Nanomedicine, Volume IIA: Biocompatibility
© 2003 Robert A. Freitas Jr. All Rights Reserved.
Robert A. Freitas Jr., Nanomedicine, Volume IIA: Biocompatibility, Landes Bioscience, Georgetown, TX, 2003
15.3.3.2 Pyrolytic or Low Temperature Isotropic Carbon
Originally developed in the early 1960s by Gulf General Atomic as a coating for nuclear fuel rods [938, 1038-1040], pyrolytic carbon is formed in a fluidized bed by the pyrolysis of a gaseous hydrocarbon such as methane depositing carbon onto a preformed substrate such as polycrystalline graphite at 1000-1500 K [903, 955]. Its strength and ability to absorb impact energy is ~4 times greater than that of glassy carbon [903]. Pyrolytic or low temperature isotropic carbon (LTIC) is characterized by a microporous, oxidized, high-energy hydrophobic and domain-mosaic structure [806, 906]. LTIC examined by STM shows atomic lattices with many disordered defects, and patchlike carbon crystallites with sizes of 2-8 nm [792]. As with glassy carbon, the different orientations of the crystallites create surface domains that may differ in surface properties [792], producing a poorly characterized molecular surface.

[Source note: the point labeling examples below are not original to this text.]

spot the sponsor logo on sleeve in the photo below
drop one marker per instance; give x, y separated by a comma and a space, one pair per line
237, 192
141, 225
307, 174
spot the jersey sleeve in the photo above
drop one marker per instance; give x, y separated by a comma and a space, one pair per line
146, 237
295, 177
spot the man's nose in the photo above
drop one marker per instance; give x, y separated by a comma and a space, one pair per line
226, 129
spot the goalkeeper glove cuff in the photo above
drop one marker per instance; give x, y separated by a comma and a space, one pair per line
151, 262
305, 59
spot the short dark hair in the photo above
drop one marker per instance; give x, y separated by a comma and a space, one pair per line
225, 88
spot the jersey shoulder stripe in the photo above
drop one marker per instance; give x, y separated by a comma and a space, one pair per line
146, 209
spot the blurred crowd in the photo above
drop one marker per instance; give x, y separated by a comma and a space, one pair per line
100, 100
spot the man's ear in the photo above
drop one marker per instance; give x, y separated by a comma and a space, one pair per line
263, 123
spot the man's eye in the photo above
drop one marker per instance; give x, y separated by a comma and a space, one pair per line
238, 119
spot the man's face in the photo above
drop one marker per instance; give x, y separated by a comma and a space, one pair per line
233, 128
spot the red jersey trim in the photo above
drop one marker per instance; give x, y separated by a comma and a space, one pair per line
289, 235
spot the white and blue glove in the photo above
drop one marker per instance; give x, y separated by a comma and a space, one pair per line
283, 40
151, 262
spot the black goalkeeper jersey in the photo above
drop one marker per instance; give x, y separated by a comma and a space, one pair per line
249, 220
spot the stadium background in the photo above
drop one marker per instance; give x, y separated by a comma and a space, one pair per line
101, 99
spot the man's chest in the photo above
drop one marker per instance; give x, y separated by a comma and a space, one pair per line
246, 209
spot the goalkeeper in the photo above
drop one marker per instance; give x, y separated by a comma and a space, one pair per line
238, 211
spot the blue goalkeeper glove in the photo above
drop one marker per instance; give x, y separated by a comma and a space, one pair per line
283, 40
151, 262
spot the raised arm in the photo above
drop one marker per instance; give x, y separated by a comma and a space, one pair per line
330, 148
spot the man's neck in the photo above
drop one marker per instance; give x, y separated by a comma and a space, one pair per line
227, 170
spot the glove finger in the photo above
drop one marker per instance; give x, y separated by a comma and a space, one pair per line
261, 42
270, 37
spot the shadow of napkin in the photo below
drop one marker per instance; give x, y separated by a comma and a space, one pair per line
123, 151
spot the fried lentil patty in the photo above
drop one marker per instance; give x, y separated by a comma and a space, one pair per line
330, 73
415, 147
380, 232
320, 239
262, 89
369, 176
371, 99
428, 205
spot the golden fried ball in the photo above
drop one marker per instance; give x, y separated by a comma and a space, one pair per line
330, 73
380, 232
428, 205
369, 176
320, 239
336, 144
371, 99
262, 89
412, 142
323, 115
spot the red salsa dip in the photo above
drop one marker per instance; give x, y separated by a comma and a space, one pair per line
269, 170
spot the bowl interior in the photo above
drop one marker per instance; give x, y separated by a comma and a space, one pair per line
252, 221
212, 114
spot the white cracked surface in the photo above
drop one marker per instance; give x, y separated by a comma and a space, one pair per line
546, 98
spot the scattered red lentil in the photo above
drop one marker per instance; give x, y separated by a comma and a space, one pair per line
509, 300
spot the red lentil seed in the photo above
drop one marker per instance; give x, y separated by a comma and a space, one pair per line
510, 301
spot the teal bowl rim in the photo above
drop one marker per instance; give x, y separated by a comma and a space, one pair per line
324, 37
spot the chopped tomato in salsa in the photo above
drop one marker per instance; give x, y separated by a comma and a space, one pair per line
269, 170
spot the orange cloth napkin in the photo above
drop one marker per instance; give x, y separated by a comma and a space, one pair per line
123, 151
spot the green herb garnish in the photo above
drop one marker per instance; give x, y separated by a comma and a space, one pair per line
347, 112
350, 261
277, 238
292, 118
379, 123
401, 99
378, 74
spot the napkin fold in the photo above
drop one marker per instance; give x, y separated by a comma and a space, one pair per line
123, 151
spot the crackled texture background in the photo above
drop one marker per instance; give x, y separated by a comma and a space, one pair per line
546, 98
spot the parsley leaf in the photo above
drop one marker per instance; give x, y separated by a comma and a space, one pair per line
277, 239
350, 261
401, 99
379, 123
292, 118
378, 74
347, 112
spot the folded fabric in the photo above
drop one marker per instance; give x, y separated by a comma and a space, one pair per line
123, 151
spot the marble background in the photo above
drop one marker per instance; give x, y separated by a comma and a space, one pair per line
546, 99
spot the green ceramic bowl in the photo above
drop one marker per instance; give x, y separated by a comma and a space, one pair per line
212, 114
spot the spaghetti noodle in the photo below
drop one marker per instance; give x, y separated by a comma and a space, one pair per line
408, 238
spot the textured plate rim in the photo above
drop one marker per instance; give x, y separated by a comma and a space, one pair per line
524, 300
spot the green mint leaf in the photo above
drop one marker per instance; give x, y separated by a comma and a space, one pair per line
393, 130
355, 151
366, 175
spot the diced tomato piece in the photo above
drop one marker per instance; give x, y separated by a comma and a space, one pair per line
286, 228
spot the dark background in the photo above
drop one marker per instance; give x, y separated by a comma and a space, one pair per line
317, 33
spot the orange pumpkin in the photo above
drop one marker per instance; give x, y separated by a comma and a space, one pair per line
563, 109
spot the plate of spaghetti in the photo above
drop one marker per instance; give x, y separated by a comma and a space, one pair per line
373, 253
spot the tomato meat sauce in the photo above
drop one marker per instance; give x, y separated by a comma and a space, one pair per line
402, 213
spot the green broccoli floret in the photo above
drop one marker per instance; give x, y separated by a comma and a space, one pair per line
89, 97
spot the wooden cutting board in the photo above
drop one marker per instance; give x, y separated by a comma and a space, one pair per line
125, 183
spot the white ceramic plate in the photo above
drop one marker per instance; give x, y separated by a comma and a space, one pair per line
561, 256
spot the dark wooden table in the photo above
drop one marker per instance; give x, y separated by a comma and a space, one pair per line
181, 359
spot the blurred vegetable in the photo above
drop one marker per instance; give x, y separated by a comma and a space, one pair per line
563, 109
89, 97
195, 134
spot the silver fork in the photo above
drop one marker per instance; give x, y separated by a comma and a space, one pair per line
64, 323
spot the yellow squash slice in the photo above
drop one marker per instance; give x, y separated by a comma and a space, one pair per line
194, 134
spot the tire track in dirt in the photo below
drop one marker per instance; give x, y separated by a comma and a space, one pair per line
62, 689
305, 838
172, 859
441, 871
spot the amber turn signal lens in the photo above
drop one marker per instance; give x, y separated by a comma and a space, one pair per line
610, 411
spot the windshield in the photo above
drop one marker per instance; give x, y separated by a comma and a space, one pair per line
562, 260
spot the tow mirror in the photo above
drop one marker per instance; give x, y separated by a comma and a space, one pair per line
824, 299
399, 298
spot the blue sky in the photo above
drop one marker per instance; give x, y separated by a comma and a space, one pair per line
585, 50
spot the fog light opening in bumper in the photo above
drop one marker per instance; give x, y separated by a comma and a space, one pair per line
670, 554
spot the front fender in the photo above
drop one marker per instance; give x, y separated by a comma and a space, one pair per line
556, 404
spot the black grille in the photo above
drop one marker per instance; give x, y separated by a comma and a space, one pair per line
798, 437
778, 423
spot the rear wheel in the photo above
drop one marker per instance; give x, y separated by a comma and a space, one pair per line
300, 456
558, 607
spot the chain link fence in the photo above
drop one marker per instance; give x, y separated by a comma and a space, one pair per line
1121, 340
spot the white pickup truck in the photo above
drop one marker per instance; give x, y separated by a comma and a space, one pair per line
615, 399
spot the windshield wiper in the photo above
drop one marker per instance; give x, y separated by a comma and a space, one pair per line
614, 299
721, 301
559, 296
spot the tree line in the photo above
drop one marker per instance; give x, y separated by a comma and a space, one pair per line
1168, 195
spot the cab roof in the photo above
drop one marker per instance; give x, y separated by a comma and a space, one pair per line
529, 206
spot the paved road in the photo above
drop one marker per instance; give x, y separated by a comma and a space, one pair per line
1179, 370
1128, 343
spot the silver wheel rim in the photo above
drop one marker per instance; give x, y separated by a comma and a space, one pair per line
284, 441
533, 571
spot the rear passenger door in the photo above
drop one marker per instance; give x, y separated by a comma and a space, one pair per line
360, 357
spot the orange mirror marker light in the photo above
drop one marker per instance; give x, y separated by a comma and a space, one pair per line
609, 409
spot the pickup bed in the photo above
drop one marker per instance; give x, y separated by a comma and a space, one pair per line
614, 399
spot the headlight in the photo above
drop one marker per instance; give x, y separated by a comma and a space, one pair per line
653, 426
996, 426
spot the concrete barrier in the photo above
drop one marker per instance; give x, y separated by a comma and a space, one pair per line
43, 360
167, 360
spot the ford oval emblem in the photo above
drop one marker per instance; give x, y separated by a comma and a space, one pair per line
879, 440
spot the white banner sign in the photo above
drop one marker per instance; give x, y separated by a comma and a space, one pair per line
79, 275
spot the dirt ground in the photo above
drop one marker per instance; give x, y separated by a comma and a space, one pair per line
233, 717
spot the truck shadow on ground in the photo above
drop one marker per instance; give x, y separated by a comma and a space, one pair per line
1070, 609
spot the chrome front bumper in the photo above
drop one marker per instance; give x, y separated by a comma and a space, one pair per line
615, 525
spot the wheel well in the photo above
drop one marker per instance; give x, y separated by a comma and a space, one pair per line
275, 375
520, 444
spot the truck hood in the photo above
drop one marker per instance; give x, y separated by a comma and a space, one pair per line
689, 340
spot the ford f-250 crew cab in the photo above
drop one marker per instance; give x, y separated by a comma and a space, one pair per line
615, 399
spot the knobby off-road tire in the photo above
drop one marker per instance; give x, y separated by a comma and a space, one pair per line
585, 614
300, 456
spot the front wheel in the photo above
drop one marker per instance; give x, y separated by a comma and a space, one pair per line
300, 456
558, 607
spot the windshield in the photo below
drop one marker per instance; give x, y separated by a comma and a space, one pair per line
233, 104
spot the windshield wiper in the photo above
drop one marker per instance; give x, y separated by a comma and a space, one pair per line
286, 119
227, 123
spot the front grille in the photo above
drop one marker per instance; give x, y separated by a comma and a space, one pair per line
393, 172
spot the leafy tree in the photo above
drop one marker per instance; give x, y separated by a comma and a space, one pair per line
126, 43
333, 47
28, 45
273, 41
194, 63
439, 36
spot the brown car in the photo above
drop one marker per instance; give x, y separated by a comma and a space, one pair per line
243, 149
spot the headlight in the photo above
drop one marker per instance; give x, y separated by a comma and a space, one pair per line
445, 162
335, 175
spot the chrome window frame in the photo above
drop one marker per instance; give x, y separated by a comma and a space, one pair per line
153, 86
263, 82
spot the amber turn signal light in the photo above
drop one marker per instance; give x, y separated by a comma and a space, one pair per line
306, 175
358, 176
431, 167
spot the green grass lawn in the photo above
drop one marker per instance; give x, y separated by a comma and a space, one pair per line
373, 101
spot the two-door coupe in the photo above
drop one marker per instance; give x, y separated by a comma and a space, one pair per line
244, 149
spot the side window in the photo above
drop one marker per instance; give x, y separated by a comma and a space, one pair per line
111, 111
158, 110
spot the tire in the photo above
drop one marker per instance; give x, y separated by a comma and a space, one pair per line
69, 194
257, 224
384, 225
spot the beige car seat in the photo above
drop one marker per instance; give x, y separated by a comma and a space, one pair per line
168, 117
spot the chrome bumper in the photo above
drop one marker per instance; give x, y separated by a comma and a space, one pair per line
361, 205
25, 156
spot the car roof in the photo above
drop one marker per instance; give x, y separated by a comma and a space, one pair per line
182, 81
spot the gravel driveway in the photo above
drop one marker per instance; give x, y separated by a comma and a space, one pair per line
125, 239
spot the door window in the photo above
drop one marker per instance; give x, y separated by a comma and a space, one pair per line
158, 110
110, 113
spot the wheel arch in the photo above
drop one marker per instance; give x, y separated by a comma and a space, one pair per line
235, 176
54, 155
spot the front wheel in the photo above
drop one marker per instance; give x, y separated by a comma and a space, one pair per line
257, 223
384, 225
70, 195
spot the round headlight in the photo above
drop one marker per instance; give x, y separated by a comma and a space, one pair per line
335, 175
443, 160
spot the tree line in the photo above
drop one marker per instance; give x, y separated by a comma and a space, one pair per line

The pyrolytic carbon surface has strong interactions with adsorbed proteins [806] and even with DNA [807]. LTIC adsorbs and denatures all proteins without preference [806], including albumin, fibrinogen, and some other small proteins. This is probably due to hydrophobic interactions, although the presence of air at the carbon-water interface can prevent surface denaturation of fibrinogen [808]. Protein adsorption has been directly visualized on LTIC [809], and the steady state and time varying kinetics of fibrinogen and albumin protein adsorption onto ULTI [810] (see below) and LTIC [811-813] surfaces have been studied. For instance, the adsorption of human fibrinogen onto LTIC at pH 7.2 and 25 oC was 5.2 mg/m2 (~9100 molecules/micron2) and the net heat of protein sorption was measured as 3-4 x 106 Kcal/mole of adsorbed fibrinogen [811]. Tests for adsorption of bovine fibrinogen and human serum albumin (HSA) from buffered HSA solution found that both proteins are tenaciously bound to Pyrolite (an LTI pyrolytic carbon) [812]. Note the authors: “The [high] thromboresistance of Pyrolite may be partly due to the lowered reactivity of the platelet binding domain, as well as a lessened ability of tightly bound fibrinogen to interact with platelets” [812]. In general, the rate of protein adsorption is high, the surface concentration is large, and the surface strongly retains proteins such that they cannot be displaced by buffer or exchanged by proteins in solution [806]. Thus LTIC accomplishes its blood compatibility by establishing a passivating film of strongly adsorbed bland proteins which do not interact with platelets nor participate in blood coagulation [806]. The adsorption of albumin onto a pyrolytic carbon surface has been computationally simulated using molecular mechanics techniques [4840].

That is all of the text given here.